Your 'friend' sounds a little different. You don't need people like this, use this operation as a new start and 'cleanse' everything... including your 'friends' list.

Take care
 
Just how many of us have to have someone in our lives who behaves in this way towards us because we've taken control of our lives and made the decision to do something to get us off the see saw that is dieting and weight gaining?

You know why you are having this operation, it's not an easy option nor is it something we go into lightly - and our surgical teams wouldn't allow us to use it as an easy way out. You want to get your life back, have a long and healthy future and be around for your family for many years to come without being a burden on them!!

If this woman can't accept this then she needs to look at herself and ask why she's not being supportive of you. So many of my friends who know what I'm having done and why have not only supported me but, those who I'm in email contact with rather than seeing due to distance, all say they can't wait to see the new me!!

Spend time with those people who do understand and support you and give the detractors a wide berth (pardon the pun). Just watch and see who is there to visit you and offer help with the practical things - I bet she will be at the back of the queue!!

Chin up and don't let the bu&&ers get you down,

Tatiana
 
Normal questions, "why can't you do it without the op" You have lost weight before why not stick to it!

This is why I have armed myself up by reading as much scientific research about why bariatric surgery works, and "normal" dieting so often fails. (I previously posted about this in the WLS general area: SCIENCE: why diet + exercise fails and bariatric surgery works - WLSurgery.com - Weight Loss Surgery Support)

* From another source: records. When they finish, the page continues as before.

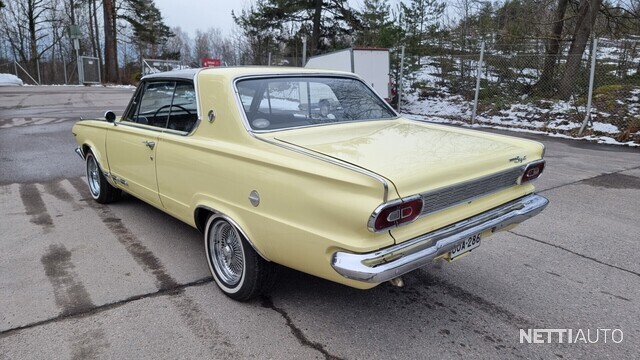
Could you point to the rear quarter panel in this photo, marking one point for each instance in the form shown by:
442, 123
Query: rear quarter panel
90, 135
308, 207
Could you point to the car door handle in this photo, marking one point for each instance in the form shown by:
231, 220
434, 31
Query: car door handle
149, 144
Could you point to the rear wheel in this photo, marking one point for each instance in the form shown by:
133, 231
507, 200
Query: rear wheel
238, 270
100, 189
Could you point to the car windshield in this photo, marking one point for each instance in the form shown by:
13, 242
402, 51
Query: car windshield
289, 102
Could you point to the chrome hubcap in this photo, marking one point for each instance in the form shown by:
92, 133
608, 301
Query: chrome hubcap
93, 177
226, 254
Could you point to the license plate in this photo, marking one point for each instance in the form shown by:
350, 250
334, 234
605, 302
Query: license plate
464, 247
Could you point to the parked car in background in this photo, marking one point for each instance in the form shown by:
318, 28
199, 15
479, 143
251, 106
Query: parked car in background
350, 192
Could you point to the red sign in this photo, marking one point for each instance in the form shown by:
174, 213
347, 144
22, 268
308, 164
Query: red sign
207, 62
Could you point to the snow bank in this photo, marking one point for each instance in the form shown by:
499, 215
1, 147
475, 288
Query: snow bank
10, 80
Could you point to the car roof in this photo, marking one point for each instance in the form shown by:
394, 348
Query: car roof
238, 71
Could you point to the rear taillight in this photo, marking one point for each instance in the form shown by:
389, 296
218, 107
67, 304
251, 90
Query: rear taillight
395, 213
532, 171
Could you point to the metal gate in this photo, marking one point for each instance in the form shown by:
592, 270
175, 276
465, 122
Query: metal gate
152, 66
89, 70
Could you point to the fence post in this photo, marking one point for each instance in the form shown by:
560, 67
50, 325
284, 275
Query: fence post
304, 51
592, 76
64, 67
38, 68
400, 80
478, 76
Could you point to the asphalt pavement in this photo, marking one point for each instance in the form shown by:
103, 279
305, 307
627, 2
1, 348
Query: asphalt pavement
82, 280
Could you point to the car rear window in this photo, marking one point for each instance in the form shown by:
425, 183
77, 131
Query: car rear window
290, 102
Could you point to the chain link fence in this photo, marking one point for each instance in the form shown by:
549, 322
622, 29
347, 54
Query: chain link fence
42, 72
523, 87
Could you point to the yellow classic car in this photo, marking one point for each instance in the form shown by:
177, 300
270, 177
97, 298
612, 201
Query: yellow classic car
308, 169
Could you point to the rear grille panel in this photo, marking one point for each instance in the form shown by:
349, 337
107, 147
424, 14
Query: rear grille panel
440, 199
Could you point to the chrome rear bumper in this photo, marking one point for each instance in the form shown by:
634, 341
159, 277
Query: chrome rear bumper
396, 260
80, 152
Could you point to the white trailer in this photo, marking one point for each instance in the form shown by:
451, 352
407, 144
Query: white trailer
371, 64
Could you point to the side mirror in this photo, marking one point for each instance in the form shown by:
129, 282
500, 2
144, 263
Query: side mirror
110, 116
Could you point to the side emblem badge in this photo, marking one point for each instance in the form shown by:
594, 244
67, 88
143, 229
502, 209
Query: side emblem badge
254, 198
518, 159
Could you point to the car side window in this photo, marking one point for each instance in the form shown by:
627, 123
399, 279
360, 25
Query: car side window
165, 104
183, 111
155, 104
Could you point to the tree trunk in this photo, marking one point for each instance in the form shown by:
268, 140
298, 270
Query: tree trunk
33, 41
97, 33
110, 43
315, 35
587, 13
549, 71
92, 36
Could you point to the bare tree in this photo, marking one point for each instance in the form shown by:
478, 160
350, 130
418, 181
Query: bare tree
586, 18
110, 42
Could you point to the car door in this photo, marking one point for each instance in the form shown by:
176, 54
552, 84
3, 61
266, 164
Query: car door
133, 142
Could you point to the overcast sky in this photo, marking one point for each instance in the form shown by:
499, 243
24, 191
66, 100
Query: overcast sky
192, 15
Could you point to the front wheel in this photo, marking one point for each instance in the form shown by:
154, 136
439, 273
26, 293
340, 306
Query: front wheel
236, 267
100, 189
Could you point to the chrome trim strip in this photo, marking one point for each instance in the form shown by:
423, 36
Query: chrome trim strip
396, 260
331, 160
80, 152
222, 215
426, 211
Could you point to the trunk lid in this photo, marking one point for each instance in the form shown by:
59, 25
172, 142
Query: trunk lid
415, 156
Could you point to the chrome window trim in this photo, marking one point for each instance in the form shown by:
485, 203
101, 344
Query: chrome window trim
193, 81
245, 120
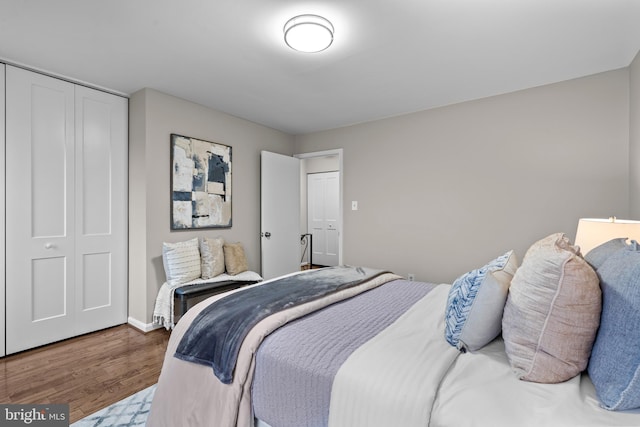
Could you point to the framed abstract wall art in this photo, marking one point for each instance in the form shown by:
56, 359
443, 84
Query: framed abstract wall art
200, 184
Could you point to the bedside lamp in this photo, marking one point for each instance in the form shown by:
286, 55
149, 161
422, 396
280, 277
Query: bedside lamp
595, 231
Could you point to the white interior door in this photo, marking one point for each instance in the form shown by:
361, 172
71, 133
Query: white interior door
323, 198
280, 214
40, 260
2, 206
101, 209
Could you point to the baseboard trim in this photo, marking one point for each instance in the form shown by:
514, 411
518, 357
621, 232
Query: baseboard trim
144, 327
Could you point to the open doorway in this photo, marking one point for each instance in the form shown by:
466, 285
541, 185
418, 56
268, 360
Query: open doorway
321, 209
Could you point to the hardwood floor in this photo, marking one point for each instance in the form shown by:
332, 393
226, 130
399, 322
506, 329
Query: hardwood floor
89, 372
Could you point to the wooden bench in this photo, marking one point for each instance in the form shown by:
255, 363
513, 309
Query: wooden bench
185, 293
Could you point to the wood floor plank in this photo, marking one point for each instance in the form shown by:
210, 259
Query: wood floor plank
89, 372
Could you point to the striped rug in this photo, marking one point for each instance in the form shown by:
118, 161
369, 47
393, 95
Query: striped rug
129, 412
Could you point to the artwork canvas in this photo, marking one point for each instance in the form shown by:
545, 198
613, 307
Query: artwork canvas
200, 184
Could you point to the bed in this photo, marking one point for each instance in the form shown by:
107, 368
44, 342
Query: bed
380, 352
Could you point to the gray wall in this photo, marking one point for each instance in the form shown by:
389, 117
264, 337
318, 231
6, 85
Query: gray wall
634, 137
443, 191
153, 117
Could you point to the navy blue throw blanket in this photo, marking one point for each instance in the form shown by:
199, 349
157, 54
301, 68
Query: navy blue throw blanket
216, 334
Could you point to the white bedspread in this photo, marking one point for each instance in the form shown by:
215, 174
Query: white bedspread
480, 389
392, 380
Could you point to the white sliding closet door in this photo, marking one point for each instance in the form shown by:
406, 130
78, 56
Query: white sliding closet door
40, 255
66, 210
101, 209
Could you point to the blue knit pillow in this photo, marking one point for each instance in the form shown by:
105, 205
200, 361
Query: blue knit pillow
614, 366
473, 316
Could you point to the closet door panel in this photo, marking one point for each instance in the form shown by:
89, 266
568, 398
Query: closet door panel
40, 284
101, 209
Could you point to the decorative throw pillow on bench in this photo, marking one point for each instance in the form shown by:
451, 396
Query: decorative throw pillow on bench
204, 258
181, 261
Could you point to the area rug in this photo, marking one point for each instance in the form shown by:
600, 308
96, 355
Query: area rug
129, 412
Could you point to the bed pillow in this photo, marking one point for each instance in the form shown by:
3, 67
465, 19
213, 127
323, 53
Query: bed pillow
552, 312
212, 255
598, 255
614, 367
234, 258
181, 261
473, 317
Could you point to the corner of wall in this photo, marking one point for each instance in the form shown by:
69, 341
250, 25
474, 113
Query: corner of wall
137, 207
634, 138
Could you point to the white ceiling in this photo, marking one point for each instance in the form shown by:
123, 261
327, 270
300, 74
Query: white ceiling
389, 57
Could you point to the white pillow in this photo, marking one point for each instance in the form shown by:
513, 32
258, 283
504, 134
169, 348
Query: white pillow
212, 256
181, 261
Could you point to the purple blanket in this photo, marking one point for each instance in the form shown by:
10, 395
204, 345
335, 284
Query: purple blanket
296, 364
216, 334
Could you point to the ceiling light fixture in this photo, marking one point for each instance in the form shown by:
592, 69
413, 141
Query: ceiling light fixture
308, 33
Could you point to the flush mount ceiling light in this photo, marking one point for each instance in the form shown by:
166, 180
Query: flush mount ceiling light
308, 33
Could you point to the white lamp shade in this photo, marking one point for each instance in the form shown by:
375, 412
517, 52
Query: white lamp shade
308, 33
593, 232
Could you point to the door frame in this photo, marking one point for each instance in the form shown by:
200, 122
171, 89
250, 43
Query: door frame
325, 153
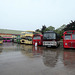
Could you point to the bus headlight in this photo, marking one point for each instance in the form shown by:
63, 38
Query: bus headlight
65, 43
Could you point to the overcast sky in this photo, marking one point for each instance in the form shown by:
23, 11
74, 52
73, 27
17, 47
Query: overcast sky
32, 14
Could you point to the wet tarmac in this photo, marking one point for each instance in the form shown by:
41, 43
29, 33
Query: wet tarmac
20, 59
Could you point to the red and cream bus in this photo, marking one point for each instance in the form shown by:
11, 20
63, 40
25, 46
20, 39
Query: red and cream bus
37, 38
7, 39
69, 39
51, 38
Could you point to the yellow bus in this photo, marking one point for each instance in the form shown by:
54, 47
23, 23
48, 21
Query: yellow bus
26, 37
1, 40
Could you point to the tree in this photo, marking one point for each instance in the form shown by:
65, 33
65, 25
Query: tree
43, 29
70, 26
60, 30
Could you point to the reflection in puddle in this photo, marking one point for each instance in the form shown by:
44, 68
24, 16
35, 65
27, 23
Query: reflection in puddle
1, 48
69, 58
50, 57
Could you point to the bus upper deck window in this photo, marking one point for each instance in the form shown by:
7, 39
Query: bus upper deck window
73, 36
67, 36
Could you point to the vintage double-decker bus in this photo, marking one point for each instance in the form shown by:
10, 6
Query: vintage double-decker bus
38, 38
69, 39
51, 38
1, 40
7, 39
26, 37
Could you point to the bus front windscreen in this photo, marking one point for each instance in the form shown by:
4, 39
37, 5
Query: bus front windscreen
67, 36
49, 36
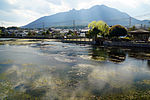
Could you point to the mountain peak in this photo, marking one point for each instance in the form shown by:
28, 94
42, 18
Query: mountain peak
83, 17
98, 6
73, 9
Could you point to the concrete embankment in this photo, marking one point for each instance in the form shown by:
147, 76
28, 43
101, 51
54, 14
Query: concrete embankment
126, 44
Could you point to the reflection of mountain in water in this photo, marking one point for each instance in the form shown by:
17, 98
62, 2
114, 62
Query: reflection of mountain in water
142, 54
117, 55
99, 54
114, 54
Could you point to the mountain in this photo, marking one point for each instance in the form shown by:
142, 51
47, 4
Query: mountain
84, 16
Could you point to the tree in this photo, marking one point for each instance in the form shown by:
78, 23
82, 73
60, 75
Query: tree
0, 33
98, 28
149, 29
47, 32
117, 30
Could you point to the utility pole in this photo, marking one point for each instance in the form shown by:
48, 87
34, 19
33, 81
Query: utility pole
74, 25
130, 18
43, 26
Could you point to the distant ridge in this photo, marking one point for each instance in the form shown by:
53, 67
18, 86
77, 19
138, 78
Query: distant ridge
84, 16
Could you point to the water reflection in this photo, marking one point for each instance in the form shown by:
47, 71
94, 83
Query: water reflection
53, 70
117, 55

Also, my answer to people who say "You have lost weight before, why can't you do it again?"

is: "Yes I have lost 4 stones on 'normal' diets and I put it all back on again -- how many times do you want me to repeat the loop?"

"I am super morbidly obese and need to lose at least 150 lbs to reach a "normal" weight. Have you ever lost 150 pounds through moderate diet and exercise and managed to keep it off for 20 years?"

Also sometimes add the fact that with a BMI above 50 (plus Type 2 diabetes and osteo-arthritis) this has been chosen by my GP and surgeon as the *most suitable* option for me.

If I was only 3 or 4 stone overweight my GP would be telling me to join Weight Watchers. If I was between 5 and 7 stone overweight, my GP might prescribe Ali, Xenical or Reductil .... but would not even discuss bypass surgery unless my weight was in the "super morbidly obese" category !!!

I've got loads of answers up my sleeves for potential detractors (which I am expecting a few more of during the Xmas break).

:D
 
Only my immediate family know about my op, but even so, since losing over 100lbs, one of my best friends has stopped talking to me completely!
She's overweight herself, but nowhere near as big as I was at my heaviest, and like Karlos mentioned in an earlier post, seems threatened by no longer having a much fatter friend. Even recently I've seen her actually role her eyes when people have come up to tell me how good I look or to congratulate me on my weight loss.
We would all like our friends to be supportive and honest, but I genuinely feel that if they can't be, they were never a true friend in the first place. I'd sooner know and move on, however much it may hurt.